Has your dating profile been sold to the highest bidder?
Dating profiles are a murky business at the best of times, with men and women announcing their loneliness for all to see, while simultaneously trying to pass off the idea that they're actually rather charming, interesting and not-at-all sat in their pants every night, watching boxsets and picking Dorito crumbs out of their fat-rolls.
Well, on top of all those rejections, fruitless wanks and desperate explanations that Honestly, I'm Not A Creep, Not Like Those Others, it seems that your whole profiles may well be getting sold on.
Probably including those ghastly nude photo attachments.
The Information Commissioner's Office (ICO), the data protection watchdog, is investigating the sale of 10,000 online dating profiles which could be "a significant breach of data protection principles”.

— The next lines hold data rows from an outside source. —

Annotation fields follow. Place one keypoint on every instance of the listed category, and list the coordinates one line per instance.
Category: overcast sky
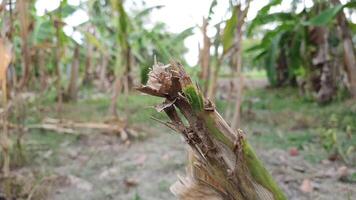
(177, 14)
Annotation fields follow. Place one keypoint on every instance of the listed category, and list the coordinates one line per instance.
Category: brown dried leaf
(130, 182)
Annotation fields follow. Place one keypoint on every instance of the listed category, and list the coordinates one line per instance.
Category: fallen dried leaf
(306, 186)
(293, 151)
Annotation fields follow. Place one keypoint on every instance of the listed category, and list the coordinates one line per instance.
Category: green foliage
(326, 16)
(229, 31)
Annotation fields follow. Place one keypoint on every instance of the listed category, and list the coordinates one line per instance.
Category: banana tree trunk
(72, 89)
(241, 15)
(5, 60)
(23, 10)
(223, 164)
(204, 57)
(349, 51)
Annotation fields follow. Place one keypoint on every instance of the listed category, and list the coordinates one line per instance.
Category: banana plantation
(188, 100)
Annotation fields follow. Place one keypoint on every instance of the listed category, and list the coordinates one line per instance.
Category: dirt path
(101, 167)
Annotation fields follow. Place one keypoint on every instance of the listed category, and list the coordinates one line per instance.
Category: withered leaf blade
(167, 103)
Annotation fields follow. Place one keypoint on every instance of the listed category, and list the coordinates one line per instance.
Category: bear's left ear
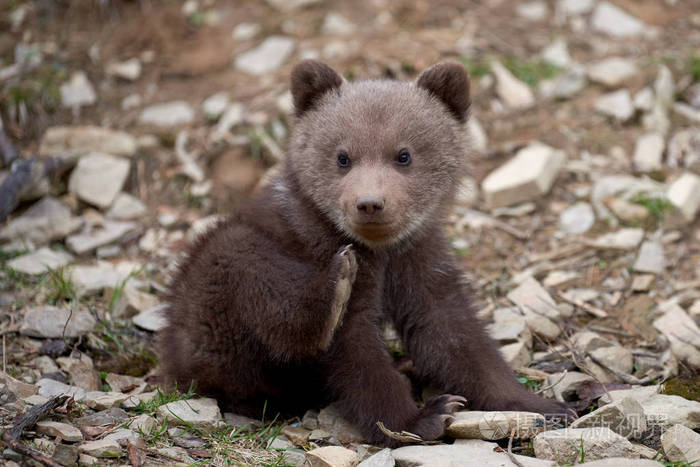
(448, 82)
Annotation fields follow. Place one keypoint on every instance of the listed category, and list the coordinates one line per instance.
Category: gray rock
(47, 220)
(71, 142)
(625, 417)
(168, 114)
(651, 258)
(266, 57)
(152, 319)
(464, 453)
(617, 105)
(612, 71)
(681, 444)
(201, 413)
(565, 445)
(577, 219)
(49, 322)
(77, 91)
(126, 207)
(648, 152)
(528, 175)
(611, 20)
(39, 261)
(98, 178)
(514, 93)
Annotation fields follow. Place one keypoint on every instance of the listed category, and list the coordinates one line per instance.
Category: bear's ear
(448, 82)
(311, 80)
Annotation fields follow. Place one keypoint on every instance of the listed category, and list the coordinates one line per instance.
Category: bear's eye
(343, 160)
(403, 158)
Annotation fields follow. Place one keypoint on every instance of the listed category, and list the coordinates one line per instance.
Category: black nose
(369, 204)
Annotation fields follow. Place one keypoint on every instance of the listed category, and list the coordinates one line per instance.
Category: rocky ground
(139, 123)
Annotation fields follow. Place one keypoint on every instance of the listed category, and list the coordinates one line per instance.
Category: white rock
(71, 142)
(129, 70)
(651, 258)
(201, 413)
(681, 444)
(39, 261)
(513, 92)
(533, 11)
(577, 219)
(151, 320)
(168, 114)
(126, 207)
(565, 445)
(78, 91)
(648, 152)
(623, 239)
(332, 456)
(612, 71)
(625, 417)
(337, 24)
(49, 322)
(611, 20)
(267, 57)
(98, 178)
(683, 333)
(495, 425)
(616, 104)
(684, 193)
(528, 175)
(63, 430)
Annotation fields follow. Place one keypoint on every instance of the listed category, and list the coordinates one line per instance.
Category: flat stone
(70, 142)
(577, 219)
(623, 239)
(625, 417)
(98, 178)
(651, 258)
(683, 333)
(528, 175)
(169, 114)
(77, 91)
(464, 453)
(151, 320)
(648, 152)
(201, 413)
(95, 235)
(565, 445)
(613, 21)
(612, 71)
(266, 57)
(39, 261)
(495, 425)
(102, 448)
(514, 93)
(63, 430)
(332, 456)
(684, 193)
(681, 444)
(126, 207)
(617, 105)
(48, 321)
(45, 221)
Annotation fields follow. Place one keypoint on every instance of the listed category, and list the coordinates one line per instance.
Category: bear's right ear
(311, 80)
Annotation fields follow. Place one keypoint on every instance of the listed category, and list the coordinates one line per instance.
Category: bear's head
(380, 158)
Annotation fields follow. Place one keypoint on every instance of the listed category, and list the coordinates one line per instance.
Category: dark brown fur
(254, 315)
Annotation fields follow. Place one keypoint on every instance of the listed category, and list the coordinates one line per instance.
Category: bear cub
(280, 305)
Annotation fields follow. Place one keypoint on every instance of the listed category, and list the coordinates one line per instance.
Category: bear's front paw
(437, 414)
(343, 273)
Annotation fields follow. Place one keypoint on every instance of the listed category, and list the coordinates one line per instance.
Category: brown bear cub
(280, 305)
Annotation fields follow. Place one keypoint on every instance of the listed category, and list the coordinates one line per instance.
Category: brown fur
(273, 306)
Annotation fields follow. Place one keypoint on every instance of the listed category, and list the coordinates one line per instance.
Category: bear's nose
(369, 204)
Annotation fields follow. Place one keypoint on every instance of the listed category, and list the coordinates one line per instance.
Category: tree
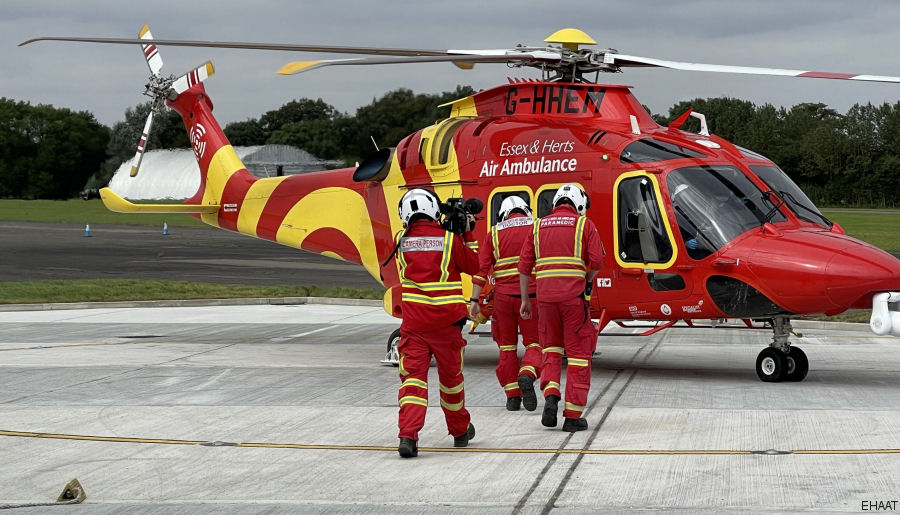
(246, 133)
(296, 111)
(47, 152)
(397, 114)
(320, 137)
(167, 132)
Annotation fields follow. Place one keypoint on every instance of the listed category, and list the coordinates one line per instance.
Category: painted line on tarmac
(489, 450)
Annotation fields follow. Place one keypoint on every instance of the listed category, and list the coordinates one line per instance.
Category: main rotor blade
(305, 66)
(252, 46)
(622, 60)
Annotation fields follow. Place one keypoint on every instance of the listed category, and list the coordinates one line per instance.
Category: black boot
(551, 405)
(463, 439)
(574, 424)
(408, 448)
(526, 385)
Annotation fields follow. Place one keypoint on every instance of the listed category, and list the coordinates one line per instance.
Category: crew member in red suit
(500, 251)
(434, 312)
(566, 253)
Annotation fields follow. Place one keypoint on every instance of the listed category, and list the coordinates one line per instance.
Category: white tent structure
(174, 174)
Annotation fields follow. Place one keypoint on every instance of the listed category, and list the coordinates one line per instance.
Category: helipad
(285, 408)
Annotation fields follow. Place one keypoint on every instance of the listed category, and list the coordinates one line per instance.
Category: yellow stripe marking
(254, 202)
(494, 450)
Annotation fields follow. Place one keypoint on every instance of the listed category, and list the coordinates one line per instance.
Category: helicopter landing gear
(780, 361)
(392, 356)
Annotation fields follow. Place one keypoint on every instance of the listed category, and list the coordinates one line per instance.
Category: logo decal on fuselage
(197, 142)
(528, 158)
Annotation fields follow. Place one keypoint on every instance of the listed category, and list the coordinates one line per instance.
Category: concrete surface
(285, 409)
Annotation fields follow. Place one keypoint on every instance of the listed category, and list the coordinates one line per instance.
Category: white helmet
(419, 201)
(574, 194)
(510, 203)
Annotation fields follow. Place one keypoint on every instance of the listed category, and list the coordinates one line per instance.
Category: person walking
(500, 252)
(434, 312)
(566, 253)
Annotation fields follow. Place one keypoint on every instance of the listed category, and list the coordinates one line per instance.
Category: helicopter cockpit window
(780, 183)
(715, 204)
(649, 150)
(642, 232)
(751, 154)
(498, 199)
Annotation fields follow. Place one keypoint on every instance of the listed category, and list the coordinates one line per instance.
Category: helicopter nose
(857, 272)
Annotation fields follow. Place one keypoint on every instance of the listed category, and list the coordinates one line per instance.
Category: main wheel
(798, 365)
(771, 365)
(392, 355)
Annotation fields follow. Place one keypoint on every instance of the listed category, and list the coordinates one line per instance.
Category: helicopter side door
(641, 267)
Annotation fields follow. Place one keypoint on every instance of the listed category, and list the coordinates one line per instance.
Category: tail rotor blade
(151, 53)
(193, 77)
(142, 144)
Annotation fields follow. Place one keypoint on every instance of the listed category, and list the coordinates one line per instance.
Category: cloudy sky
(821, 35)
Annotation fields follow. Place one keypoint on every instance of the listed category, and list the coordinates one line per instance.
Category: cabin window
(642, 231)
(651, 150)
(665, 282)
(498, 199)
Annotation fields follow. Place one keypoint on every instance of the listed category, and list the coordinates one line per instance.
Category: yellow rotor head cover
(570, 38)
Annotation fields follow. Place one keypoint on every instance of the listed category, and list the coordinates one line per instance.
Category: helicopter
(696, 228)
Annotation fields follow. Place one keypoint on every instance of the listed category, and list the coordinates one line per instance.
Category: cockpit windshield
(715, 204)
(799, 203)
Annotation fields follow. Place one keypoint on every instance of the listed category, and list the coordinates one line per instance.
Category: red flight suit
(434, 311)
(500, 251)
(564, 247)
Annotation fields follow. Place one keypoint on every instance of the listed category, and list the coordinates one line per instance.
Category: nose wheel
(781, 361)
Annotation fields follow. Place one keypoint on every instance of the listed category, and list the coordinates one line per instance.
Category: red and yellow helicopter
(695, 227)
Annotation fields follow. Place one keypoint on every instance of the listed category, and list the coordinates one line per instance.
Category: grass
(881, 229)
(80, 211)
(106, 290)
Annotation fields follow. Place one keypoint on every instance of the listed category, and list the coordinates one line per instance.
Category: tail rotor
(161, 88)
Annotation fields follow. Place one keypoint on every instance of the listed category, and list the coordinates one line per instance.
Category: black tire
(393, 341)
(797, 365)
(771, 365)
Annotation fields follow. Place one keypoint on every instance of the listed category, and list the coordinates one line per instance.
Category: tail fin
(224, 180)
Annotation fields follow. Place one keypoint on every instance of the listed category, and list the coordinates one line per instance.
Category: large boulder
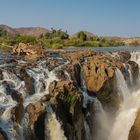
(99, 76)
(67, 103)
(134, 133)
(3, 135)
(36, 125)
(29, 81)
(134, 67)
(124, 56)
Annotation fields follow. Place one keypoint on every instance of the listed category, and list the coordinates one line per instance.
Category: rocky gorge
(69, 95)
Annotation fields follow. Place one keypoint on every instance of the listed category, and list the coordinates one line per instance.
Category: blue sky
(102, 17)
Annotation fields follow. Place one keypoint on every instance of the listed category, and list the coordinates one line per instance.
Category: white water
(127, 113)
(42, 77)
(53, 126)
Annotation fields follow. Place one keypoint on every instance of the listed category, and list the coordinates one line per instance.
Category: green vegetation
(57, 39)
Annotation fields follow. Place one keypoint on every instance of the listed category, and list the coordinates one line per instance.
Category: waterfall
(122, 85)
(53, 127)
(42, 78)
(102, 120)
(126, 114)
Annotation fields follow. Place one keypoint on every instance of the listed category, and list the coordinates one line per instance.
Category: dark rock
(67, 103)
(29, 81)
(134, 70)
(36, 125)
(134, 133)
(3, 135)
(124, 56)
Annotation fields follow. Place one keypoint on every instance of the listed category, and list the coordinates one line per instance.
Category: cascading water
(42, 78)
(53, 126)
(127, 113)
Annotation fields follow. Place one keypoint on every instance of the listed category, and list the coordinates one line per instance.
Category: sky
(101, 17)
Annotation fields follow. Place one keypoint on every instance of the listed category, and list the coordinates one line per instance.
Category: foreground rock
(30, 52)
(3, 135)
(134, 133)
(36, 126)
(67, 102)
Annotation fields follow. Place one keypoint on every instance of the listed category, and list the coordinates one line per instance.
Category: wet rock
(53, 63)
(124, 56)
(70, 72)
(134, 133)
(36, 126)
(99, 76)
(18, 112)
(3, 135)
(29, 81)
(134, 68)
(67, 103)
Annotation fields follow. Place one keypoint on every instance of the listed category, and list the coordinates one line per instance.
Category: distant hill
(8, 29)
(33, 31)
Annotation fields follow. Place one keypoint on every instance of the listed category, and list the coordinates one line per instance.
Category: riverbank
(74, 95)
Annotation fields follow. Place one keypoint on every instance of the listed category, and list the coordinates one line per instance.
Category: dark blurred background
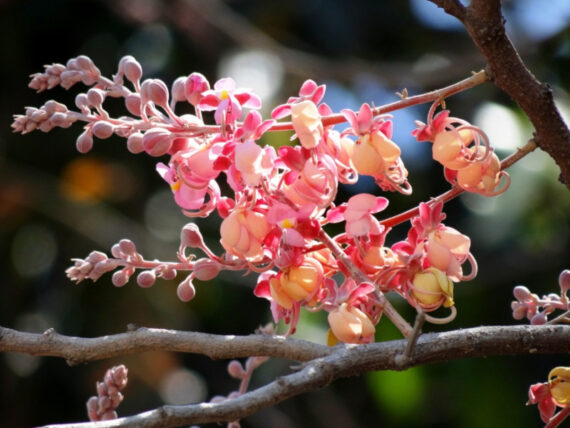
(56, 204)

The data was sold by Usdate which includes photos, names, email addresses, dates of birth and details of sexual orientation. Interestingly, one of the profiles belonged to a member of the House of Lords, which was probably the most sordid thing on the internet.
Simon Entwisle, director of operations at the ICO, said it is a breach of data protection law if someone sells your information without consent and if the information is inaccurate: "If you're talking about significant numbers of names, that's a significant breach of the data protection principles potentially. It’s concerning to see that there appear to be sites which, as a matter of course, are falling far short of the legal standards for ensuring information is accurate and up to date.”
As a result of this, and the generally vague t&cs that surround most websites, the investigation is now looking at eHarmony, match.com, Cupid and Global Personals to see if there is anything afoot there.